15/12 - Une étude multicohorte montre une association entre le dolutégravir (DTG), le ténofovir alafénamide (TAF) et le raltégravir (RAL) d'une part, et une augmentation de plus de 7% de l'indice de masse corporelle, en comparaison avec la lamivudine (3TC).

"Nous avons constaté que l'effet de la DTG et du TAF sur l'augmentation de plus de 7% de l'IMC était indépendant, car cet effet est resté significatif lorsque ces antirétroviraux (ARV) n'étaient pas associés dans le traitement des patients", explique la docteure Loveleen Bansi-Matharu (University College de Londres).

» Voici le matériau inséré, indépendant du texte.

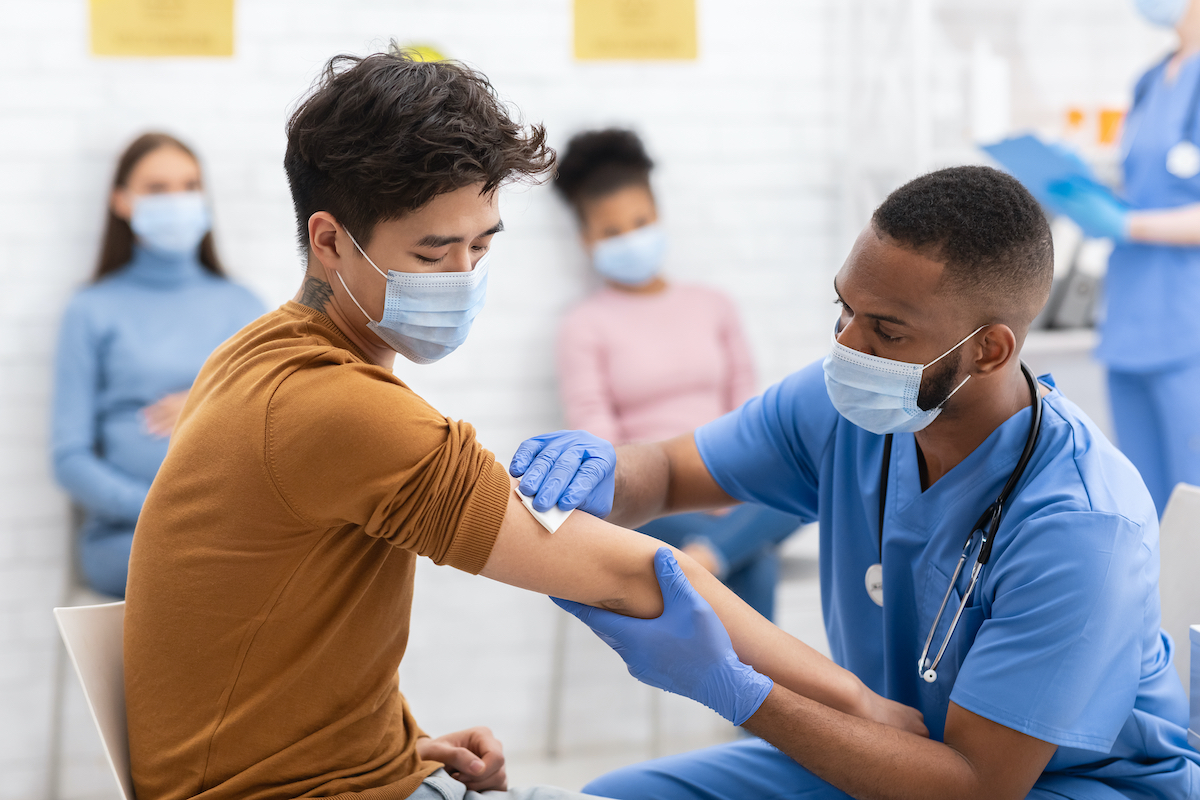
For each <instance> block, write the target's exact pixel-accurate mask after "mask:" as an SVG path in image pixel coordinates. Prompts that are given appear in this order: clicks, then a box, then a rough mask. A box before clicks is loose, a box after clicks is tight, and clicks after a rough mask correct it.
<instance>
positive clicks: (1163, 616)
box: [1158, 483, 1200, 686]
mask: <svg viewBox="0 0 1200 800" xmlns="http://www.w3.org/2000/svg"><path fill="white" fill-rule="evenodd" d="M1158 549H1159V555H1160V558H1162V572H1160V573H1159V577H1158V589H1159V595H1160V597H1162V601H1163V630H1164V631H1166V632H1168V633H1170V634H1171V638H1172V639H1174V640H1175V667H1176V669H1178V672H1180V680H1182V681H1183V685H1184V686H1188V685H1189V684H1190V681H1192V679H1190V674H1192V673H1190V668H1189V666H1190V661H1192V646H1190V642H1189V638H1188V628H1189V627H1190V626H1192V624H1193V622H1200V488H1198V487H1195V486H1188V485H1187V483H1180V485H1178V486H1176V487H1175V491H1174V492H1171V499H1170V500H1169V501H1168V503H1166V511H1164V512H1163V521H1162V523H1160V524H1159V540H1158Z"/></svg>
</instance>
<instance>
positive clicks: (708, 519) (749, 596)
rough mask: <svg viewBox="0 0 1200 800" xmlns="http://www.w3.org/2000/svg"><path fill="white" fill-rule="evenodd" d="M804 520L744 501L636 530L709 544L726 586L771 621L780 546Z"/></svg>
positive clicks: (776, 582)
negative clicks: (711, 511) (716, 514)
mask: <svg viewBox="0 0 1200 800" xmlns="http://www.w3.org/2000/svg"><path fill="white" fill-rule="evenodd" d="M802 524H804V521H803V519H800V518H799V517H796V516H793V515H790V513H784V512H782V511H775V510H774V509H768V507H766V506H760V505H754V504H749V503H748V504H743V505H739V506H736V507H734V509H733V510H732V511H730V512H728V513H727V515H725V516H721V517H718V516H714V515H709V513H702V512H696V513H677V515H673V516H671V517H662V518H661V519H655V521H653V522H648V523H646V524H644V525H642V527H641V528H638V530H640V531H641V533H643V534H646V535H647V536H653V537H654V539H658V540H660V541H664V542H666V543H667V545H671V546H673V547H684V546H686V545H691V543H692V542H700V543H703V545H707V546H708V547H709V549H712V551H713V552H714V553H715V554H716V555H718V558H719V559H720V560H721V563H722V566H724V570H721V572H722V573H724V575H722V577H721V579H722V581H724V582H725V585H727V587H728V588H730V590H731V591H732V593H733V594H736V595H737V596H738V597H740V599H742V600H744V601H746V604H749V606H750V607H751V608H754V609H755V610H756V612H758V613H760V614H762V615H763V616H766V618H767V619H774V616H775V584H776V583H778V582H779V552H778V546H779V543H780V542H781V541H784V540H785V539H787V537H788V536H791V535H792V534H793V533H796V529H797V528H799V527H800V525H802Z"/></svg>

"Les médicaments étudiés dans cette étude sont très efficaces pour contrôler le VIH, et généralement très bien tolérés. Le potentiel de prise de poids lors de leur utilisation doit être surveillé par des contrôles de routine de l'IMC, et il convient de les mettre en balance avec leur efficacité globale et le profil de risque individuel. D'autres analyses sont en cours dans le cadre de l'International Cohort Consortium of Infectious Diseases (RESPOND). Nous étudions les conséquences potentielles d'une telle augmentation de l'IMC sur les résultats cliniques et, en particulier, sur le diabète et les maladies cardiovasculaires."